该函数主要是做了一些检查,获取loop的实例,然后调用实例的run_until_complete方法,我们查看一下new_event_loop()函数的内容:

def new_event_loop():
    """Equivalent to calling get_event_loop_policy().new_event_loop()."""
    return get_event_loop_policy().new_event_loop()      # 调用loop的new_event_loop函数


def _init_event_loop_policy():
    global _event_loop_policy                           # 全局变量 _event_loop_policy
    with _lock:                                         # 加锁
        if _event_loop_policy is None:  # pragma: no branch
            from . import DefaultEventLoopPolicy
            _event_loop_policy = DefaultEventLoopPolicy()   # 使用默认的DefaultEventLoopPolicy初始化并获取实例


def get_event_loop_policy():
    """Get the current event loop policy."""
    if _event_loop_policy is None:                      # 判断全局变量是否为空
        _init_event_loop_policy()                       # 为空则初始化
    return _event_loop_policy                           # 返回初始化实例

此时可知,loop就是DefaultEventLoopPolicy类实例调用new_event_loop方法返回的实例,在Linux系统上DefaultEventLoopPolicy就是_UnixDefaultEventLoopPolicy,继续查看该类的代码:

class _UnixDefaultEventLoopPolicy(events.BaseDefaultEventLoopPolicy):
    """UNIX event loop policy with a watcher for child processes."""
    _loop_factory = _UnixSelectorEventLoop                                          # loop实例化的类

    ...

    def set_event_loop(self, loop):
        """Set the event loop.

        As a side effect, if a child watcher was set before, then calling
        .set_event_loop() from the main thread will call .attach_loop(loop) on
        the child watcher.
        """

        super().set_event_loop(loop)

        if (self._watcher is not None and
                isinstance(threading.current_thread(), threading._MainThread)):
            self._watcher.attach_loop(loop)

    ...


class BaseDefaultEventLoopPolicy(AbstractEventLoopPolicy):
    """Default policy implementation for accessing the event loop.

    In this policy, each thread has its own event loop.  However, we
    only automatically create an event loop by default for the main
    thread; other threads by default have no event loop.

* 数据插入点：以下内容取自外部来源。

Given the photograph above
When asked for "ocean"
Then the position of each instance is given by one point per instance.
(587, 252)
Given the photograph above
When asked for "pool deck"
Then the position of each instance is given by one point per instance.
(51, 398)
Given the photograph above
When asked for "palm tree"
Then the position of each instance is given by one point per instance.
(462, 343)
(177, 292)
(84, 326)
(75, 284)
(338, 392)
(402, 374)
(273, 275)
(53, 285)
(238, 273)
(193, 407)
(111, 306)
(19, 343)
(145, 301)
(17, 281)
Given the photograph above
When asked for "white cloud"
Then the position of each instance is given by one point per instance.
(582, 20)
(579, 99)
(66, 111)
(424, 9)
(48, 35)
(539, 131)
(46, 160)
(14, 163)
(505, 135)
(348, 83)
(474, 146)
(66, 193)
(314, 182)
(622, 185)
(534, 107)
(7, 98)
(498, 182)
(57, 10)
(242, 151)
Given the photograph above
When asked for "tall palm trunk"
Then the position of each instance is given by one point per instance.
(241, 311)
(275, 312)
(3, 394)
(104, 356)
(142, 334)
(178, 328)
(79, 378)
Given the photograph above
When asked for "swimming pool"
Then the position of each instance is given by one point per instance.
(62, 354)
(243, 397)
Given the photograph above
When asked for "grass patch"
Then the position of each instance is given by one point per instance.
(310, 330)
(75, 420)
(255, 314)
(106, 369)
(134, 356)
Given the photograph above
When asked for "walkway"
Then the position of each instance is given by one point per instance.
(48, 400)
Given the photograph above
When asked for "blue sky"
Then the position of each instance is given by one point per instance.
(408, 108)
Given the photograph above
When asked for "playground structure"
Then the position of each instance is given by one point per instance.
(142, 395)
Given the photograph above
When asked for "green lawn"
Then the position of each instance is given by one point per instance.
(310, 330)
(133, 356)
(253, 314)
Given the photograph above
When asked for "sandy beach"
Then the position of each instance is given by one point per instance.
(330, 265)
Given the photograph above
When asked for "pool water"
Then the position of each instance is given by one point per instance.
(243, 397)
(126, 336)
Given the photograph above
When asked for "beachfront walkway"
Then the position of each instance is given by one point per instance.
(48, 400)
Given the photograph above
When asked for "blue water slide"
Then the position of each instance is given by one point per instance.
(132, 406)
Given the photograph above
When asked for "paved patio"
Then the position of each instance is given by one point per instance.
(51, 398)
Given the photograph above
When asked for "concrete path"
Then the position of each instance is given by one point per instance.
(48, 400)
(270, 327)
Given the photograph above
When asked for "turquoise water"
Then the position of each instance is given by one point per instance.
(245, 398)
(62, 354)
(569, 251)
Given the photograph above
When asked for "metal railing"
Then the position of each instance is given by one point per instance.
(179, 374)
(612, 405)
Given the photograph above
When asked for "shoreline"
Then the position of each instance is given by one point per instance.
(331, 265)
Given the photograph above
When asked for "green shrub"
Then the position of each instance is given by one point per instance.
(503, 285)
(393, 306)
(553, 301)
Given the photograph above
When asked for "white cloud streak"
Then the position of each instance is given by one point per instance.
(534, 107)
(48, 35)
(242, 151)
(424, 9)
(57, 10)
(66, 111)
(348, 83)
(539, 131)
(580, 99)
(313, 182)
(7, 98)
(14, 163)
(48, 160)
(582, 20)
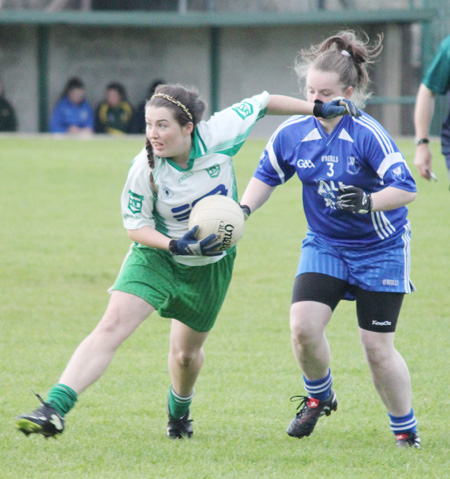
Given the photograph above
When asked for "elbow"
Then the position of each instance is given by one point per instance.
(131, 234)
(411, 197)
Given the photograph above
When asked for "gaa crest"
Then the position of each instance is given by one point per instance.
(353, 165)
(244, 109)
(135, 202)
(399, 173)
(214, 171)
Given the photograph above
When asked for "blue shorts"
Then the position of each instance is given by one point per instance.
(383, 268)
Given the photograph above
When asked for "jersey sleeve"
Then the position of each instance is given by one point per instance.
(437, 77)
(385, 158)
(275, 167)
(226, 131)
(137, 196)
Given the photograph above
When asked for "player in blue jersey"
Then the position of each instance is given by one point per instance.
(167, 268)
(356, 184)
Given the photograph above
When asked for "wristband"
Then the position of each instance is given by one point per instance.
(173, 246)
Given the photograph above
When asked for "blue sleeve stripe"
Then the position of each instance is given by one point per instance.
(389, 161)
(379, 134)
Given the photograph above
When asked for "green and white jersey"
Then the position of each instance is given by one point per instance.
(210, 172)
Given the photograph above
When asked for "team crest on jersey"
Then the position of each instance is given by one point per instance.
(399, 173)
(135, 202)
(214, 171)
(244, 109)
(166, 193)
(353, 165)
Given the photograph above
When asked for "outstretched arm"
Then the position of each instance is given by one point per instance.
(256, 194)
(286, 105)
(423, 113)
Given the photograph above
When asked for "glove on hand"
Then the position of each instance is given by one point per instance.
(188, 245)
(335, 108)
(246, 210)
(354, 199)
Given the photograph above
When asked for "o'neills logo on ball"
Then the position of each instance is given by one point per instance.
(226, 233)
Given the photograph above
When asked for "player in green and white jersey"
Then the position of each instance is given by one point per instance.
(167, 269)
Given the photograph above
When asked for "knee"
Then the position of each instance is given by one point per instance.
(300, 331)
(185, 358)
(377, 353)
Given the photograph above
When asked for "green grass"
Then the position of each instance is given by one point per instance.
(62, 245)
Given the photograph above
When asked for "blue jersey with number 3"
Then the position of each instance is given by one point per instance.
(358, 152)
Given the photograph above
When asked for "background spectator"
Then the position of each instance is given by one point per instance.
(435, 82)
(114, 114)
(138, 122)
(72, 113)
(8, 121)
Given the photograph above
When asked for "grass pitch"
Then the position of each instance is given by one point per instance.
(62, 245)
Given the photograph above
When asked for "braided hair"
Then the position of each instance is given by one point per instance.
(185, 105)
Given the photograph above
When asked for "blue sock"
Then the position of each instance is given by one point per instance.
(319, 388)
(401, 424)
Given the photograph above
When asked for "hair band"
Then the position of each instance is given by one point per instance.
(174, 101)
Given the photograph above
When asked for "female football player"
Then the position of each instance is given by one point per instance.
(167, 269)
(356, 184)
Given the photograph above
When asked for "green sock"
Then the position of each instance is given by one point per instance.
(179, 405)
(62, 398)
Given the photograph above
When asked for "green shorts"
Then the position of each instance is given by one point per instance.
(190, 294)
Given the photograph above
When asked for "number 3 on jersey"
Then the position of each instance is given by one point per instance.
(330, 171)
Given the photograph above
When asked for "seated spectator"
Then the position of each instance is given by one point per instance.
(8, 121)
(72, 113)
(114, 114)
(138, 122)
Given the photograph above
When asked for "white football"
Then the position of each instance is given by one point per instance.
(219, 215)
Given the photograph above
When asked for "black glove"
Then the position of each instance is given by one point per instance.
(354, 199)
(246, 210)
(191, 246)
(335, 108)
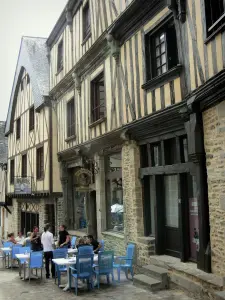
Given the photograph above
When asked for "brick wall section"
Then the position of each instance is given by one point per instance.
(214, 139)
(132, 189)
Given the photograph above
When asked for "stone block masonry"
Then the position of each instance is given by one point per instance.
(214, 140)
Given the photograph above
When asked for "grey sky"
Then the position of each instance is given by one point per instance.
(18, 18)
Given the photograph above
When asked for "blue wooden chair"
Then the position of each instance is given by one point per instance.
(73, 242)
(105, 266)
(7, 253)
(125, 263)
(83, 270)
(83, 250)
(23, 250)
(60, 253)
(15, 250)
(36, 262)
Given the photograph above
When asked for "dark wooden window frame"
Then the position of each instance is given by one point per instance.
(31, 118)
(150, 48)
(18, 128)
(70, 108)
(24, 165)
(12, 171)
(215, 16)
(86, 22)
(95, 99)
(40, 163)
(60, 56)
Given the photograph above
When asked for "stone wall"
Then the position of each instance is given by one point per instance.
(214, 139)
(114, 242)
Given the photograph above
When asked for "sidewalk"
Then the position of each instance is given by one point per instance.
(12, 288)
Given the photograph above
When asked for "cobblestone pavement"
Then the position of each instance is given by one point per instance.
(12, 287)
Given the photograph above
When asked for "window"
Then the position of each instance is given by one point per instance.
(12, 169)
(60, 56)
(114, 193)
(40, 163)
(161, 54)
(70, 119)
(31, 118)
(86, 21)
(215, 15)
(24, 166)
(18, 128)
(98, 98)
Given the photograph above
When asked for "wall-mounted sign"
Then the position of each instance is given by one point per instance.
(83, 179)
(22, 185)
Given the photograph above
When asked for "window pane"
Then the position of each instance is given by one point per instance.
(163, 47)
(114, 188)
(164, 69)
(157, 51)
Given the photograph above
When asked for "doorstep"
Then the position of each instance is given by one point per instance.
(188, 276)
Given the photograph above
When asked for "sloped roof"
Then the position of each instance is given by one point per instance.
(33, 57)
(3, 144)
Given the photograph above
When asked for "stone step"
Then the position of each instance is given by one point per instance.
(157, 273)
(147, 282)
(219, 295)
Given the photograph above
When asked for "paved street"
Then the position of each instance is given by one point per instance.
(11, 287)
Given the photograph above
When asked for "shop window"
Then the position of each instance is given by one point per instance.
(170, 151)
(24, 166)
(97, 98)
(215, 15)
(70, 118)
(114, 193)
(60, 56)
(86, 21)
(40, 163)
(18, 123)
(31, 118)
(183, 149)
(155, 155)
(161, 54)
(12, 171)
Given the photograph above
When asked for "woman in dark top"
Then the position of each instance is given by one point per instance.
(36, 240)
(64, 237)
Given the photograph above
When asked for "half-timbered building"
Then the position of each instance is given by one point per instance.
(31, 132)
(135, 86)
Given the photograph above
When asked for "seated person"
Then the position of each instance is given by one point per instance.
(11, 238)
(20, 238)
(96, 245)
(27, 238)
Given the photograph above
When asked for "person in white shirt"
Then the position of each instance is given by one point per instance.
(20, 238)
(47, 241)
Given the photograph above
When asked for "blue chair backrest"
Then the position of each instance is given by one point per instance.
(28, 243)
(103, 245)
(84, 265)
(36, 259)
(60, 253)
(7, 244)
(73, 241)
(83, 250)
(23, 250)
(16, 250)
(105, 261)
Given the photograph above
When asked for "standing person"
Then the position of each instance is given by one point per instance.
(96, 245)
(20, 238)
(47, 241)
(64, 237)
(35, 240)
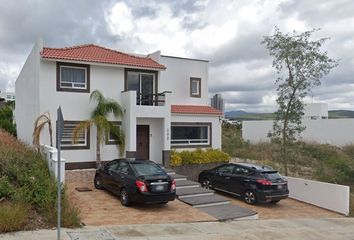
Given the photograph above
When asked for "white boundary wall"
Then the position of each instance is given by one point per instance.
(337, 132)
(326, 195)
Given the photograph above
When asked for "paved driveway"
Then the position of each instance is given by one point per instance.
(286, 209)
(102, 208)
(98, 207)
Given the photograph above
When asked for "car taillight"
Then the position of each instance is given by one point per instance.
(141, 186)
(173, 185)
(264, 182)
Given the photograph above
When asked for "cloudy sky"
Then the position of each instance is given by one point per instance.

    Other policies may have different rules (e.g. a single global
    event loop, or automatically creating an event loop per thread, or
    using some other notion of context to which an event loop is
    associated).
    """

    _loop_factory = None

    class _Local(threading.local):
        _loop = None
        _set_called = False

    def __init__(self):
        self._local = self._Local()                                                 # 线程安全保存

    def get_event_loop(self):                                                       # 获取loop
        """Get the event loop.

        This may be None or an instance of EventLoop.
        """
        if (self._local._loop is None and
                not self._local._set_called and
                isinstance(threading.current_thread(), threading._MainThread)):     # 判断loop是否为空
            self.set_event_loop(self.new_event_loop())                              # 如果为空则设置一个新的loop实例

        if self._local._loop is None:                                               # 如果设置完成后仍然为空则报错
            raise RuntimeError('There is no current event loop in thread %r.'
                               % threading.current_thread().name)

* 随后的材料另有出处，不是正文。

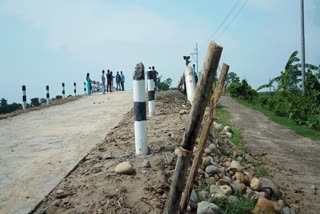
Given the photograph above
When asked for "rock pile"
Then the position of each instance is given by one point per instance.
(227, 176)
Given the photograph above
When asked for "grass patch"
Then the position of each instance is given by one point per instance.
(239, 206)
(224, 118)
(300, 130)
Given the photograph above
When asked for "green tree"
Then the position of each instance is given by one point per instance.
(3, 102)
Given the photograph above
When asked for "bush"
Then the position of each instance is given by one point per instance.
(243, 91)
(35, 102)
(164, 85)
(43, 100)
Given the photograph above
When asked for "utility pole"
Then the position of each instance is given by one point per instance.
(195, 55)
(302, 47)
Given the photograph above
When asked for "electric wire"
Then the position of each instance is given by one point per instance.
(226, 18)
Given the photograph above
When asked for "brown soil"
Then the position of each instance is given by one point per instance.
(292, 160)
(35, 108)
(94, 187)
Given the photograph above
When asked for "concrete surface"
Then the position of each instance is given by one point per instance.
(37, 149)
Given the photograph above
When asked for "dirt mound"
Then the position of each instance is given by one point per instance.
(94, 187)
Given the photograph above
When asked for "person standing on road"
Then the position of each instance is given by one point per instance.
(118, 81)
(88, 81)
(108, 81)
(155, 77)
(103, 80)
(111, 84)
(122, 79)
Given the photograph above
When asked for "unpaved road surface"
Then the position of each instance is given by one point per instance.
(37, 149)
(293, 161)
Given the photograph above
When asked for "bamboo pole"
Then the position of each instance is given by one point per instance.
(203, 138)
(193, 125)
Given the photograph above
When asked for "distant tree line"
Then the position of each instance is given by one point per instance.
(285, 97)
(7, 108)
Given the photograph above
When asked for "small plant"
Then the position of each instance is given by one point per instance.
(261, 171)
(187, 104)
(239, 206)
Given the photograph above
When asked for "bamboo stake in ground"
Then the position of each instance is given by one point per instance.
(203, 139)
(200, 100)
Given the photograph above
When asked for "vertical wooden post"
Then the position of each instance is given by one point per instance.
(48, 95)
(193, 125)
(203, 139)
(140, 114)
(24, 98)
(75, 89)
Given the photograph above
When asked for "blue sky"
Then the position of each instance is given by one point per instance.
(49, 42)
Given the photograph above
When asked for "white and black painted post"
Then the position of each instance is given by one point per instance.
(75, 89)
(190, 83)
(151, 94)
(48, 95)
(24, 98)
(63, 91)
(140, 115)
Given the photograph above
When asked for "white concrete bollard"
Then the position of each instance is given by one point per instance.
(75, 89)
(190, 83)
(48, 95)
(140, 117)
(63, 91)
(151, 94)
(24, 98)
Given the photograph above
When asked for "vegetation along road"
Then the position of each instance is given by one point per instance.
(292, 160)
(39, 148)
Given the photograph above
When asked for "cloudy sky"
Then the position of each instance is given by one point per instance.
(49, 42)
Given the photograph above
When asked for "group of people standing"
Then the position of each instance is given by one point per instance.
(109, 76)
(120, 79)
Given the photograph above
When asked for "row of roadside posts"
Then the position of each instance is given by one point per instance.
(24, 93)
(139, 99)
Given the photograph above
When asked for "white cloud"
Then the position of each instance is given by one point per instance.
(86, 27)
(268, 4)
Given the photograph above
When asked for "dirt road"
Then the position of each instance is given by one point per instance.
(37, 149)
(292, 160)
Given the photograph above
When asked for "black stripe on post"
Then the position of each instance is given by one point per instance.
(139, 74)
(140, 111)
(151, 95)
(149, 75)
(47, 88)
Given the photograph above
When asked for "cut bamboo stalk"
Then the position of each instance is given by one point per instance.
(203, 138)
(193, 125)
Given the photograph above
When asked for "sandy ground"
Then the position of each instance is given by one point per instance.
(94, 187)
(292, 160)
(38, 148)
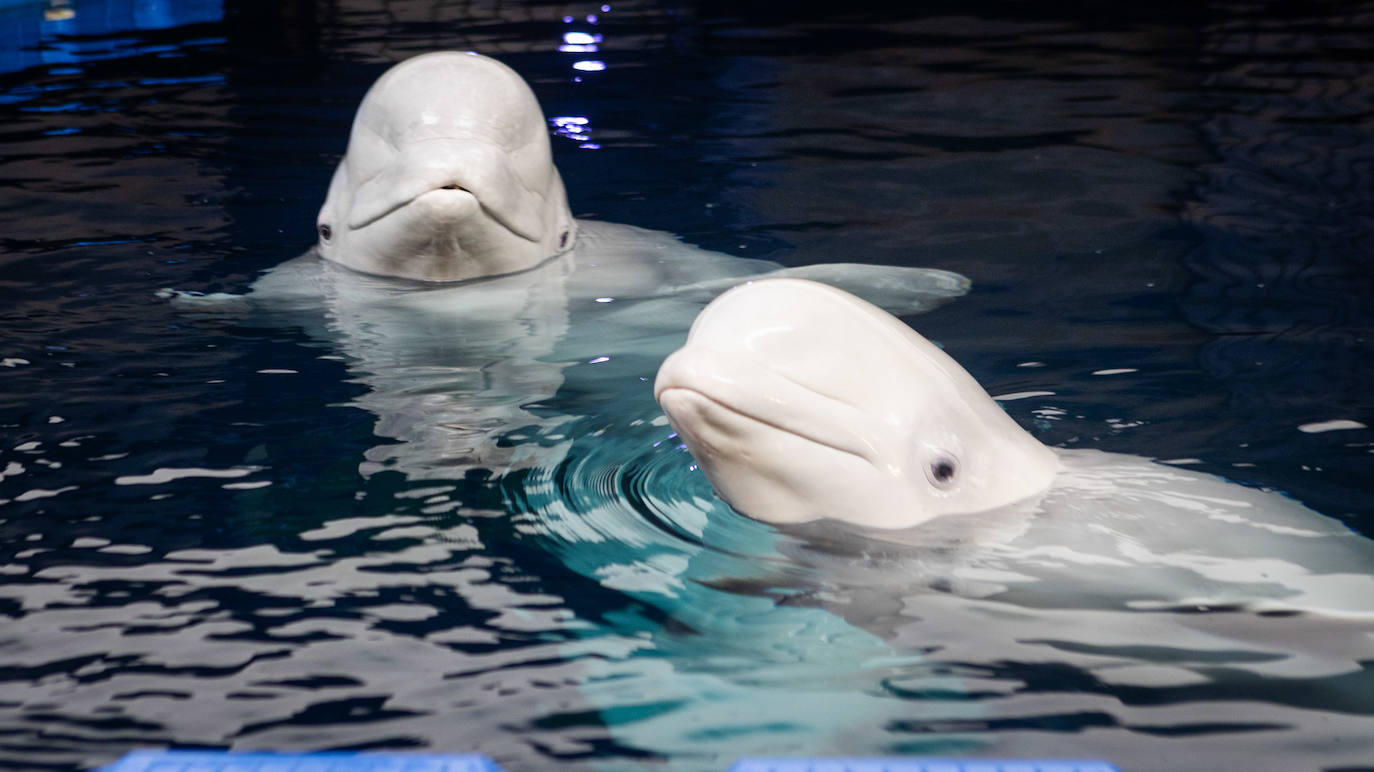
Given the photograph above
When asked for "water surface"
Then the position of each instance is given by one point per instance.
(1167, 217)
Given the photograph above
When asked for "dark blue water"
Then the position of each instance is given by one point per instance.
(1167, 216)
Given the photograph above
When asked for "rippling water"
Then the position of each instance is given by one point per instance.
(210, 537)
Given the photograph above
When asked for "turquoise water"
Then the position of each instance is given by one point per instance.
(212, 537)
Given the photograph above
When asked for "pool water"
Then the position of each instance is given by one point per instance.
(215, 536)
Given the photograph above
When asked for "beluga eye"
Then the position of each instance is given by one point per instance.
(941, 470)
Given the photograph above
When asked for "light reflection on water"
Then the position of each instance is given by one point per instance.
(1168, 217)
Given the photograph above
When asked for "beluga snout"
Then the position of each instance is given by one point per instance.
(801, 401)
(448, 175)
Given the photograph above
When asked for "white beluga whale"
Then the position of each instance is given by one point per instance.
(452, 278)
(786, 386)
(448, 175)
(801, 403)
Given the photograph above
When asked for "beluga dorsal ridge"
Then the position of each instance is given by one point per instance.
(448, 175)
(801, 401)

        return self._local._loop                                                    # 返回loop实例

    def set_event_loop(self, loop):
        """Set the event loop."""
        self._local._set_called = True                                              # 设置被设置标志为True
        assert loop is None or isinstance(loop, AbstractEventLoop)                  # 判断loop实例是否为AbstractEventLoop子类
        self._local._loop = loop                                                    # 设置loop类实例

    def new_event_loop(self):
        """Create a new event loop.

        You must call set_event_loop() to make this the current event
        loop.
        """
        return self._loop_factory()                                                 # 实例化loop类实例

此时loop就是_UnixSelectorEventLoop类的实例,继续查看该类的run_until_complete方法:

_UnixSelectorEventLoop继承自

selector_events.BaseSelectorEventLoop继承自

base_events.BaseEventLoop继承自

events.AbstractEventLoop

此时调用的就是BaseEventLoop的run_until_complete方法;

def run_until_complete(self, future):
    """Run until the Future is done.

    If the argument is a coroutine, it is wrapped in a Task.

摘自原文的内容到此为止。